Trojan

Trojan

In the early years of the NES the concept of replay value hadn’t sunk in yet.  Oh I’m sure there were games that had hidden secrets waiting to be discovered but for the most part we replayed those old classics over and over for two reasons: they were just plain good games and you know, we didn’t have money to buy another new game.  One such game was Trojan by Capcom. An arcade port released in 1987 I never bothered finding out what the plot of the game is.  Set in the future after a nuclear war you control a warrior hired by the people to defeat the dictator who rules the world.  If only life were so simple.  The NES version is an excellent conversion that also adds a number of features to the game making it the superior experience overall.

The first feature of note is the odd control scheme.  One button controls the sword and the other your shield, with jump relegated to the d-pad.  Normally this would be sacrilegious but the game is designed such that it works.  Attacks come from all sides and in short order you’ll be grateful for that shield.  With the ability to block in front, low, and diagonally it becomes an invaluable part of the game.  The controls are extremely, giving you the ability to switch from attack and defense immediately; in the later stages of the game this skill is mandatory.

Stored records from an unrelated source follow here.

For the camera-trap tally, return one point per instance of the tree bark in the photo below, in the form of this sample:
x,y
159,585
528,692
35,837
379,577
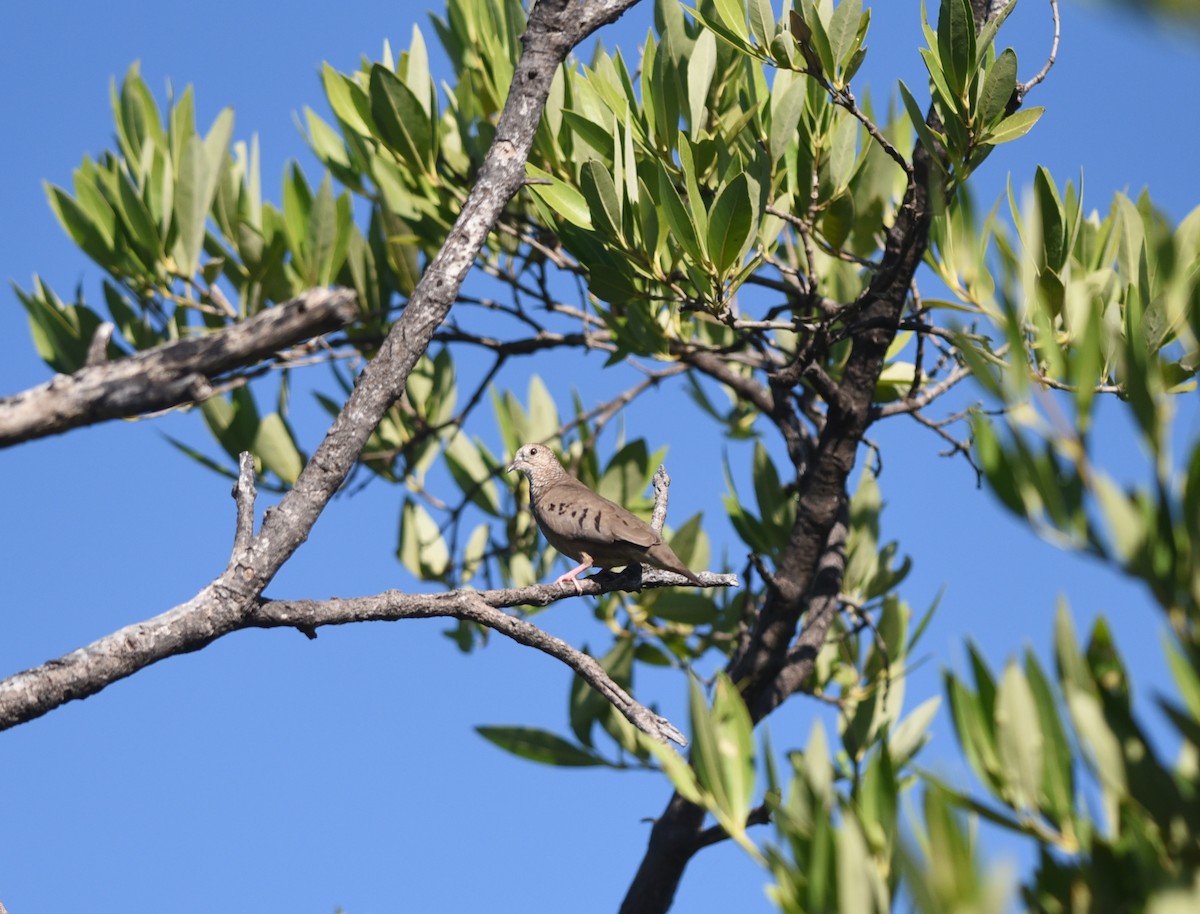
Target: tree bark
x,y
555,29
169,374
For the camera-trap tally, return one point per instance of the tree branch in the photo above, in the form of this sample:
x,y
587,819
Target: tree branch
x,y
477,607
171,374
553,29
203,619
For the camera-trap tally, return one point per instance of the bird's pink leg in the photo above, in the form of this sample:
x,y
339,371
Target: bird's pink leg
x,y
573,575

The challenge is high from the beginning.  Enemies will swarm in great numbers, with arrows and daggers flying in addition to the standard peons.  By the midpoint of the game you’ll need to have mastered the controls and all their quirks because the computer AI is ruthless at that point.  And that is to say nothing of the bosses.  The ultimate test of your reflexes, you’ll need to identify their patterns in short order to come away unscathed and beat the timer.  Despite the odds stacked against you however Trojan remains fair overall.

The NES version although simplified in some ways such as less enemies and the removal of a few from the arcade at the same time adds a number of items and features as well.  Some bosses have had their attacks changed, such as the Goblin’s shuriken exploding into bats.  Iron Arm, the first stage boss now launches his arms and they fly high and low before returning.  A new boss, King Shriek waits before the final boss to test your skills before the final challenge.  Some additional powerups have been added as well, such as extra points, health pickups, and extra lives.  This isn’t the longest game in the world so every little bit helps. Interestingly this NES version contains what might be Capcom’s first foray into one on one fighting games.  The vs. mode contains many of the elements that would be expounded on later in Street Fighter, such as the round structure, different hit levels, and even air blocking.  Although you are limited to the main character and his Trojan clone it’s a nice bonus overall.

Although it’s a short game that didn’t stop my family and I from playing it over and over to see who could finish the fastest.  This isn’t a long game so on that front I wouldn’t recommend paying more than a few bucks for it.